3. You also find out whether or not there's any impact on the marker and that will then allow you to make a dose escalation adjustment for your next patient. So you're using real time analysis of data to adjust your dosing paradigm, so for what's called a cytostatic agent, which simply stops tumors from growing, that is involved with a particular pathway, in most cases, as I indicated earlier, you're going to have to take that for your lifetime.
But you don't want to have to do the lifetime clinical studies in order to find out whether you're having that impact on the tumor. So you will define in your animal models, in your efficacy models in particular, what duration of exposure is necessary to have an impact on that marker that's associated with either tumor stasis or tumor regression and that's what you're going to use as your target for what's called a Phase 0 clinical trial where you're going to do your PK/PD determinations.
So, theoretically, what you're going to gain from the whole experience is that what you so sorely want is human data. So you're going to, by going through this paradigm, you're going to be able to move into man sooner with less data, you're not going to endanger anyone because you're going to define where toxicity is in relation to the impact on your marker or the kinetics.
4. So what are the advantages of the PK/PD paradigm that we're going to shift to? The real advantage is that you're going to have both human pharmacokinetics, human pharmacodynamic results within a very short period of time that will then help you, allow you to define what your additional clinical development paradigm should be, whether or not you should quit at that point and kill the drug or whether or not you have a good chance of success.
Jerry Collins, Ph.D.
Associate Director, DTP
1. Phase 0 clinical study is the interface between all the studies that went on to drug development prior to entry in human beings in the beginning or the first in-human experience with a new molecule. Well, the idea generally is that the investigators and the drug sponsor have very specific questions that they need answered about the particular candidate molecule that they're looking at now.
So the clinical trial is designed not to do a full-scale clinical evaluation of efficacy and toxicity, but to answer very specific questions that will impact upon whether this molecule is likely to succeed or fail in later trials. To make decisions about whether to continue with this molecule or to go back to the lab and refine it before trying a successor molecule.

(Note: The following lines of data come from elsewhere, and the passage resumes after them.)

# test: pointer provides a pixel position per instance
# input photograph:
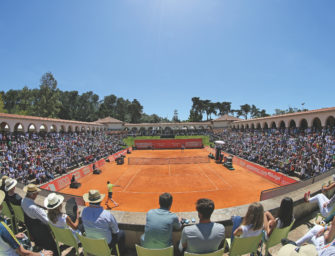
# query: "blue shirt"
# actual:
(99, 223)
(8, 243)
(158, 228)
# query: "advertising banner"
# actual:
(65, 180)
(168, 143)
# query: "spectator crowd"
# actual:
(303, 153)
(31, 156)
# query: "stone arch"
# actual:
(303, 124)
(43, 128)
(292, 124)
(316, 123)
(330, 121)
(32, 128)
(4, 127)
(53, 128)
(18, 127)
(282, 125)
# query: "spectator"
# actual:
(36, 220)
(100, 223)
(284, 219)
(9, 243)
(206, 236)
(53, 203)
(159, 224)
(252, 224)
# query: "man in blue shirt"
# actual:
(160, 224)
(9, 243)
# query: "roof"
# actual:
(109, 120)
(290, 114)
(37, 118)
(227, 118)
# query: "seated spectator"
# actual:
(252, 224)
(100, 223)
(206, 236)
(36, 220)
(12, 197)
(284, 219)
(159, 224)
(53, 203)
(9, 243)
(325, 204)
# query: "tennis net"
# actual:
(164, 161)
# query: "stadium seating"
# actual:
(98, 247)
(276, 236)
(64, 236)
(141, 251)
(216, 253)
(244, 245)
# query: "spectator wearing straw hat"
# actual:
(100, 223)
(36, 220)
(29, 207)
(12, 197)
(53, 203)
(9, 243)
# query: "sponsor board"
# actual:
(65, 180)
(170, 143)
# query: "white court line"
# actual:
(131, 180)
(208, 177)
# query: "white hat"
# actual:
(290, 250)
(93, 196)
(10, 183)
(53, 200)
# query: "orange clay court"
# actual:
(141, 185)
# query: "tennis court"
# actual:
(142, 184)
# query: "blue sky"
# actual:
(271, 53)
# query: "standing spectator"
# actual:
(9, 243)
(159, 224)
(206, 236)
(100, 223)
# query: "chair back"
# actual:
(216, 253)
(245, 245)
(65, 236)
(277, 235)
(18, 213)
(141, 251)
(98, 247)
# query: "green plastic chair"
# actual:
(97, 247)
(141, 251)
(216, 253)
(276, 236)
(7, 213)
(64, 236)
(243, 245)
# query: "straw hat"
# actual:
(2, 196)
(53, 200)
(31, 188)
(290, 250)
(93, 196)
(10, 183)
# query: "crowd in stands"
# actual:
(30, 156)
(304, 153)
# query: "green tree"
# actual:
(48, 103)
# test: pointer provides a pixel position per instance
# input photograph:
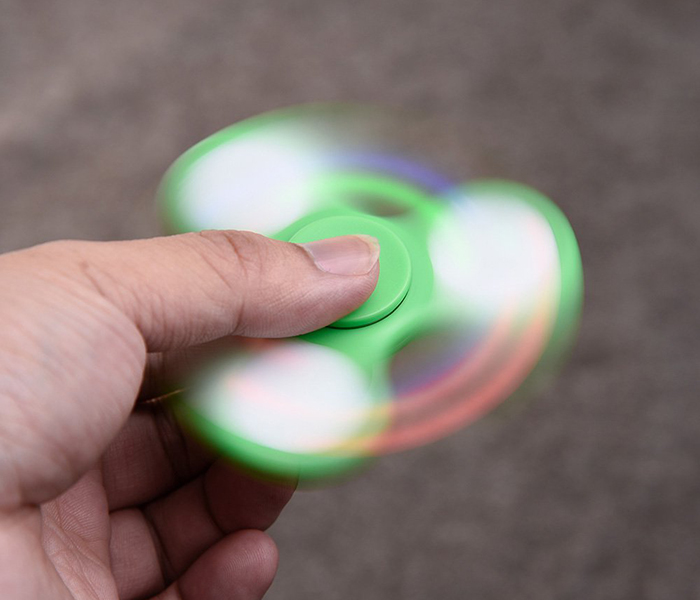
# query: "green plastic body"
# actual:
(405, 304)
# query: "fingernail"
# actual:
(346, 255)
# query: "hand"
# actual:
(99, 499)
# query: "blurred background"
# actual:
(593, 491)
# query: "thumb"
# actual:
(192, 288)
(78, 317)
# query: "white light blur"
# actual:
(296, 397)
(258, 182)
(495, 251)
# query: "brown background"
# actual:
(594, 491)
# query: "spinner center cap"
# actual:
(394, 264)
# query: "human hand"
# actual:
(101, 500)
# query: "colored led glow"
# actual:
(492, 307)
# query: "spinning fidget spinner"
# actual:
(478, 296)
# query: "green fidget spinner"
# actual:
(478, 297)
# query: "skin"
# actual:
(102, 496)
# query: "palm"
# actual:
(156, 503)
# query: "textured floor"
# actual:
(594, 491)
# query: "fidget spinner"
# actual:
(478, 296)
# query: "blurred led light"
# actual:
(492, 252)
(295, 397)
(492, 306)
(259, 181)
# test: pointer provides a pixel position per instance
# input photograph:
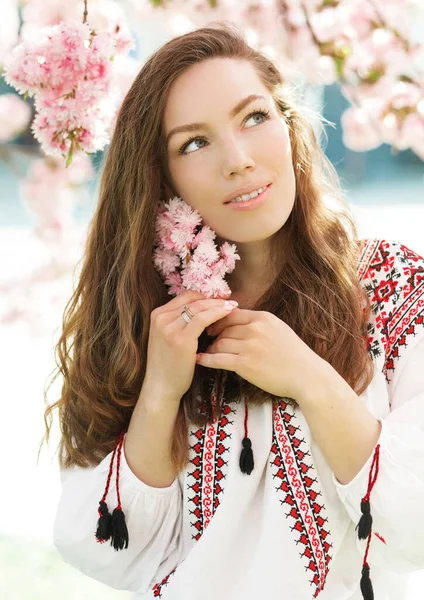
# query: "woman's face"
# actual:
(229, 150)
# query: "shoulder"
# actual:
(392, 274)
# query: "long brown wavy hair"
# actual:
(102, 349)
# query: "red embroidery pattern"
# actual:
(393, 277)
(207, 469)
(290, 464)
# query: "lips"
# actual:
(246, 190)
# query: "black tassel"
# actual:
(119, 535)
(246, 457)
(365, 522)
(104, 524)
(366, 585)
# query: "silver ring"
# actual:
(186, 314)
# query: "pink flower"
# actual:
(358, 130)
(186, 257)
(68, 70)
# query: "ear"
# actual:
(169, 192)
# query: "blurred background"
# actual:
(41, 244)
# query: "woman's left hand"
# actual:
(265, 351)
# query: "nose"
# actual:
(235, 159)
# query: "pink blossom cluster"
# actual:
(68, 71)
(15, 115)
(185, 253)
(373, 47)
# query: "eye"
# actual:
(264, 114)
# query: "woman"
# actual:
(272, 450)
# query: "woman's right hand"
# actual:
(173, 343)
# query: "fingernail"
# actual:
(230, 304)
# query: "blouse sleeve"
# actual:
(153, 517)
(397, 497)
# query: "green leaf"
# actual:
(71, 152)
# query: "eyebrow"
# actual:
(194, 126)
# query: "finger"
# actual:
(179, 301)
(207, 312)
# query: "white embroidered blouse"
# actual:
(287, 530)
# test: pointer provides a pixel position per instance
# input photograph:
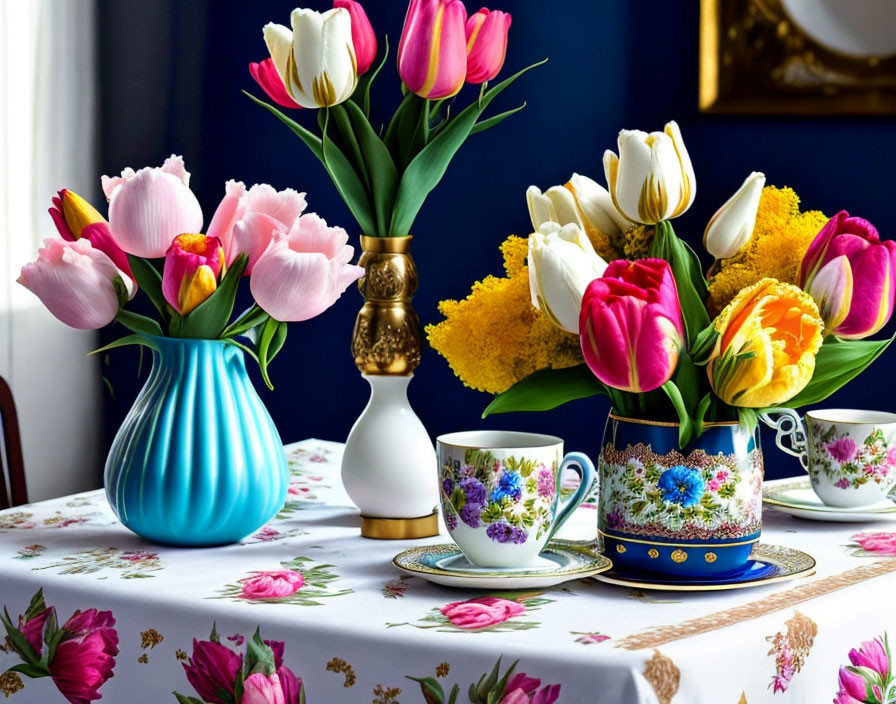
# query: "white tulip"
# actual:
(581, 202)
(652, 179)
(562, 263)
(316, 60)
(729, 230)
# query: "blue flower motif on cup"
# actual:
(682, 485)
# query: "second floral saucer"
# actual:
(767, 564)
(560, 561)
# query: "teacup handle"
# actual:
(582, 466)
(788, 426)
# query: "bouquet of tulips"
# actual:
(296, 265)
(326, 62)
(655, 335)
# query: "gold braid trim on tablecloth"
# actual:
(721, 619)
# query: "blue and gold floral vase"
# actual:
(693, 512)
(198, 460)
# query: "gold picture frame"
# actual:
(755, 59)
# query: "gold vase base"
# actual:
(400, 528)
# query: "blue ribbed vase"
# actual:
(198, 460)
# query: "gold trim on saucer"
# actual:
(400, 528)
(660, 543)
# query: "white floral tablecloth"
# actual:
(341, 618)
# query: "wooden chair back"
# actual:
(13, 491)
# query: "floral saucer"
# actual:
(767, 564)
(795, 496)
(559, 562)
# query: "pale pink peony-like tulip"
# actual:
(262, 689)
(481, 612)
(363, 36)
(432, 53)
(304, 272)
(85, 657)
(272, 584)
(631, 327)
(852, 276)
(150, 207)
(265, 75)
(77, 283)
(212, 670)
(247, 220)
(486, 33)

2. In drug development, we think of pharmacokinetics, PK, and pharmacodynamics, PD, as the underlying basis for how a drug works. During the initial human experience, we want to confirm that the pharmacokinetics and pharmacodynamics that we observed in pre-clinical non-human systems is fairly similar in humans.
So the goal of Phase 0 is to look at the PK to see its similarities and/or differences to other systems and to look at the beginnings of drug response, pharmacodynamics, and most importantly to see if the link between PK and PD is within the range that we expected based on everything that we did before entering humans.
3. Phase 0 clinical evaluations are at the beginning of a fairly long process of clinical evaluation. But the most important part are the questions that investigators and sponsors want to answer. The information obtained from Phase 0 studies must impact on decision-making. What is the most important thing that we need to know about a molecule as it enters humans? It might be a very simple question, such as whether the molecules in a pill actually get absorbed and circulate in the body. Might be a more complicated question like whether that drug substance changes the way a receptor works in a tumor.
So we have to be able to identify, articulate what is the most important question and we have to design a fairly simple clinical study that will answer that question and provide go, no go information in terms of whether we should proceed with this molecule or whether we should abandon it and replace it with another candidate.